Herne ist glimpflich davongekommen

Sturmtief Sabine besucht Herne.
Sturmtief Sabine besucht Herne. Illustrator: Jörg Lippmeyer

Die Presseabteilung der Stadt Herne meldete am Montag (10.2.2020) Entwarnung was das Sturmtief Sabine betraf: „Nach 52 gefahrenen Einsätzen in Folge des Sturmtiefs hat die Feuerwehr Herne wieder in den üblichen Dienstmodus gewechselt. Die Freiwillige Feuerwehr, die ebenso wie das Technische Hilfswerk (THW) und der Fachbereich Stadtgrün die zahlreichen Sturmeinsätze mit bewältigt hat, ist nicht länger im Einsatz. Sollten nun noch Einsätze in Folge des Sturms erforderlich sein, werden diese von den Wachabteilungen der beiden Wachen der Berufsfeuerwehr übernommen.

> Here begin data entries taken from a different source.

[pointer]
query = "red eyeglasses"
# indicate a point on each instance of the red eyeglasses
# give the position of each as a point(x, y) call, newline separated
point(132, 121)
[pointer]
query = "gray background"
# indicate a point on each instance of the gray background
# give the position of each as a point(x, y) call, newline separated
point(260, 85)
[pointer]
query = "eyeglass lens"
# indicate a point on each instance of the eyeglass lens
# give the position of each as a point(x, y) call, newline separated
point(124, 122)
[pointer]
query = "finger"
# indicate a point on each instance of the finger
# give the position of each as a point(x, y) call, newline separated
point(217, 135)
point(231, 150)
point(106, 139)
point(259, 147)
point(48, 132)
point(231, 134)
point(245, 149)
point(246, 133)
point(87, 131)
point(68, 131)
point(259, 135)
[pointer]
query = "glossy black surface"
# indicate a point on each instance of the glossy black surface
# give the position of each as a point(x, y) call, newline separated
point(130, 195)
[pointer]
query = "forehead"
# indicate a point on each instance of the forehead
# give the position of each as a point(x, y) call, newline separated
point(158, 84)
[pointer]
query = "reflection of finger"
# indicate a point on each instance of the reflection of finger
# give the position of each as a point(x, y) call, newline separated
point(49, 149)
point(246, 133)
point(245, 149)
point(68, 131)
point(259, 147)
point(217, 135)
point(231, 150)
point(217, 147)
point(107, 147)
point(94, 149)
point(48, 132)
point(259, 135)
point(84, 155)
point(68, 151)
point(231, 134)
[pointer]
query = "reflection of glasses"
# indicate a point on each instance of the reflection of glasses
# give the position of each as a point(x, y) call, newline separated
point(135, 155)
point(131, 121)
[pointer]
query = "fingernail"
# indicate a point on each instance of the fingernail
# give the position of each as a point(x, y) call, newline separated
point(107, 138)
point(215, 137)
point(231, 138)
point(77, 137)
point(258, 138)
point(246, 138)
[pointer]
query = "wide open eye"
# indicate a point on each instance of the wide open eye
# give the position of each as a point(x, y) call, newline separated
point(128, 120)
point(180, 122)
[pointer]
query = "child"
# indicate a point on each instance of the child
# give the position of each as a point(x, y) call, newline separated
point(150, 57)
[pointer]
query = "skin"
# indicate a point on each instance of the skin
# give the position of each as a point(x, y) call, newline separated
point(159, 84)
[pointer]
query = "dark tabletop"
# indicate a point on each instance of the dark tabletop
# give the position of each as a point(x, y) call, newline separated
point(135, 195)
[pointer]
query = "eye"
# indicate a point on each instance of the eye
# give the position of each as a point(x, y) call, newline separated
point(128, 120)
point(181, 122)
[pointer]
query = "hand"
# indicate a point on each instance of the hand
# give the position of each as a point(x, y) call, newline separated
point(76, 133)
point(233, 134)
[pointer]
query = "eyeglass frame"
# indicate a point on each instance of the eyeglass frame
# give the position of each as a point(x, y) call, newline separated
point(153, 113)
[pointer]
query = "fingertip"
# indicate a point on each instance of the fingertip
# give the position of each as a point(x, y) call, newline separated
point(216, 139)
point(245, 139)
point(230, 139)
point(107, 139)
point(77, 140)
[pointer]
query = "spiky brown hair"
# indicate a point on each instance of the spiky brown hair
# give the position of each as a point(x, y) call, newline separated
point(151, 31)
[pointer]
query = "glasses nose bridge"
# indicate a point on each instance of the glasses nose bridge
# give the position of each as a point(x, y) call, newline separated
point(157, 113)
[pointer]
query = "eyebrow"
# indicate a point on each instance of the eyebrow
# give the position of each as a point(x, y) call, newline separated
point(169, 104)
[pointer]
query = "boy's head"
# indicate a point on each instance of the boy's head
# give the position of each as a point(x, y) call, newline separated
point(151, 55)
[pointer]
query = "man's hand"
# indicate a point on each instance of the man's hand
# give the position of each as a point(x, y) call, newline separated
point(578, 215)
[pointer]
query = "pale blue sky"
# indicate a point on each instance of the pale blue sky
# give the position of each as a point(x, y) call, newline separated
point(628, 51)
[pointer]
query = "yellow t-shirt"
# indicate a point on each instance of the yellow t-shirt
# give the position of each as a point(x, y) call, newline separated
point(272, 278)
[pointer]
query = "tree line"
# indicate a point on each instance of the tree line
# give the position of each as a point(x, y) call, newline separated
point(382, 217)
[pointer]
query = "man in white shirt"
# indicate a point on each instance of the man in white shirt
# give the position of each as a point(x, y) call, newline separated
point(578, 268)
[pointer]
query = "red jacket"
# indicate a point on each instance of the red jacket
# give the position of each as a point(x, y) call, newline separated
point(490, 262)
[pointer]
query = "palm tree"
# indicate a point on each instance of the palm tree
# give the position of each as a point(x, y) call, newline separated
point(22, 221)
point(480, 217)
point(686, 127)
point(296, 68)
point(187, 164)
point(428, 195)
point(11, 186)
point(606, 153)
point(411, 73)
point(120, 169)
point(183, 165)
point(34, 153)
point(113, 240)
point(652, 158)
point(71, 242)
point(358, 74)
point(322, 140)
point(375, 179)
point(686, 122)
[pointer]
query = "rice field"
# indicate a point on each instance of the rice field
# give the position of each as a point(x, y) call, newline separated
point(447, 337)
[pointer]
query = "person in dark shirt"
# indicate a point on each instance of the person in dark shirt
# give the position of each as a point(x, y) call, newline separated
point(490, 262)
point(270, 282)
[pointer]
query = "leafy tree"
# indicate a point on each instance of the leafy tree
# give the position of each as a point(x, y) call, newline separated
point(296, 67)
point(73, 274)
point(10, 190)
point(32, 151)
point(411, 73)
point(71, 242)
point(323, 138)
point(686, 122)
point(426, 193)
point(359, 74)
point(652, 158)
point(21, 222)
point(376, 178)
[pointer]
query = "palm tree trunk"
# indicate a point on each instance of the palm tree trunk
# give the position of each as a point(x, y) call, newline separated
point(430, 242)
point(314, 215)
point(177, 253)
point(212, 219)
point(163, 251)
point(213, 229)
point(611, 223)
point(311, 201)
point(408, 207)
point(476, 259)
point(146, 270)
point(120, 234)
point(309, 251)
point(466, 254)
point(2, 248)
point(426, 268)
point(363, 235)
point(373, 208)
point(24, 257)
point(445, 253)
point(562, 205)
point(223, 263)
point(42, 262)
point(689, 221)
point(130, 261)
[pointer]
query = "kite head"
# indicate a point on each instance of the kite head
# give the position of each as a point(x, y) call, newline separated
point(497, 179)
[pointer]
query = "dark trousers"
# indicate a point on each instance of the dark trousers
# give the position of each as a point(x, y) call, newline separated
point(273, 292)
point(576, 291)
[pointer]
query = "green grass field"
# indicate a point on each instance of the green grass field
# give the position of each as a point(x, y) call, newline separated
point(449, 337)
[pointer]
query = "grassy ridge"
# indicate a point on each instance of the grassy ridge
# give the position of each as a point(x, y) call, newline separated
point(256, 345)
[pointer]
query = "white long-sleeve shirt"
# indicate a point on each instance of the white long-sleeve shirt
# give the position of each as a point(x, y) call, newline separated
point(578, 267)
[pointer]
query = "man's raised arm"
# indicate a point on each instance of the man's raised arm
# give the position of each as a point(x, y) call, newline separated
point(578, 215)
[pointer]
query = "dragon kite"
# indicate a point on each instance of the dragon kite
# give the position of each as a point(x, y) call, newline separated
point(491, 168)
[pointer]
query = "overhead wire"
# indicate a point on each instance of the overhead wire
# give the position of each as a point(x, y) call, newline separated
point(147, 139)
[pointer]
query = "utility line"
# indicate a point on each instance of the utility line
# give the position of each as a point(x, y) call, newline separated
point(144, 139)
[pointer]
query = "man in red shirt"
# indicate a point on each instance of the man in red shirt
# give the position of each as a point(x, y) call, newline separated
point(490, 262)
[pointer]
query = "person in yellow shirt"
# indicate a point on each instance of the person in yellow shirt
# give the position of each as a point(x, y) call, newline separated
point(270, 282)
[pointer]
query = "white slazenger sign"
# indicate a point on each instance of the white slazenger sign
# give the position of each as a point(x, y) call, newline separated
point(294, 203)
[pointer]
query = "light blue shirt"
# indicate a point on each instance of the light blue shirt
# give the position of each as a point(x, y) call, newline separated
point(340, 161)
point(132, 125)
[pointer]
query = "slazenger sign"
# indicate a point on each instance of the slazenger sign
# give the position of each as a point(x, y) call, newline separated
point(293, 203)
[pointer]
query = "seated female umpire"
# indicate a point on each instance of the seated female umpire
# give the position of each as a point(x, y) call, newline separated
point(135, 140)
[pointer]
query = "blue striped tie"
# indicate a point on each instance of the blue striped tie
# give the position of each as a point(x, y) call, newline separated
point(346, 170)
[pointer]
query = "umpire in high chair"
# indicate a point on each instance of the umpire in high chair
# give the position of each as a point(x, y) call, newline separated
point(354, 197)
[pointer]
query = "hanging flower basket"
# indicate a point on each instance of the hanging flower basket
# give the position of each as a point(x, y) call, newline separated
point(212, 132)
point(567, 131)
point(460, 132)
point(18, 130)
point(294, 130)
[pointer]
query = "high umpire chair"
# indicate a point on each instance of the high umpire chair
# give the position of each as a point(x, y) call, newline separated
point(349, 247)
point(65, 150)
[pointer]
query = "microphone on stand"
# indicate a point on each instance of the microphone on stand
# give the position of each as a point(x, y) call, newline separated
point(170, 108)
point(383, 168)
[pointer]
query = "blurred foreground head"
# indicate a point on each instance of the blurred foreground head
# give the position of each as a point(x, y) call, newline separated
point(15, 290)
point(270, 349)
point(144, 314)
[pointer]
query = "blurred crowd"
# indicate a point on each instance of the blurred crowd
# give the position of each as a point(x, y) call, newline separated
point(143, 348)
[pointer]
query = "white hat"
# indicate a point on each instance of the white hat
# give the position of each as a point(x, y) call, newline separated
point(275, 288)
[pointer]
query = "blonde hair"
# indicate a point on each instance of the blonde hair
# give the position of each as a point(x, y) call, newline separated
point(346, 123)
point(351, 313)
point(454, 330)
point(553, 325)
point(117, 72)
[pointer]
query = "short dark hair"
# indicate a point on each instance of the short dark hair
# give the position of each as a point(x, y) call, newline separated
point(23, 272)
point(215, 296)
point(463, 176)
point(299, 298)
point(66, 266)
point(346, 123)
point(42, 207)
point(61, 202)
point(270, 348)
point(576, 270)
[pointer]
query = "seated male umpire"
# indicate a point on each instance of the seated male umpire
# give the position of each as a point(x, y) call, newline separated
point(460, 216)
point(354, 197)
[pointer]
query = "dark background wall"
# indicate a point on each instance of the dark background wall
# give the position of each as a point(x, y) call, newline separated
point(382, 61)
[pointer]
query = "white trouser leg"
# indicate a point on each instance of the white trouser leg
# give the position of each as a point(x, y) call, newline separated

Die Wachabteilungen sind an jedem Tag rund um die Uhr im Dienst. Auch der Führungsstab der Feuerwehr hat seine Aufgabe erfüllt und ist nicht mehr tätig. Er tritt bei besonderen Lagen zusammen und hat die Sturmeinsätze seit dem gestrigen späten Nachmittag koordiniert.

Gleichwohl beobachtet die Feuerwehr Herne die weitere Entwicklung des Wetters genau, um für alle Fälle gerüstet zu sein. Trotz der 52 Einsätze ist Herne bei dem Unwetter glimpflich davongekommen. Zwar gab es einzelne Schäden an Gebäuden und einige Bäume brachte „Sabine“ zu Fall, Verletzte gab es jedoch nicht zu beklagen (halloherne berichtete). Zum Vergleich: Sturm „Ela“ im Juni 2014 verursachte alleine in Herne über 1.000 Einsätze von Feuerwehr, THW und städtischen Fachbereichen."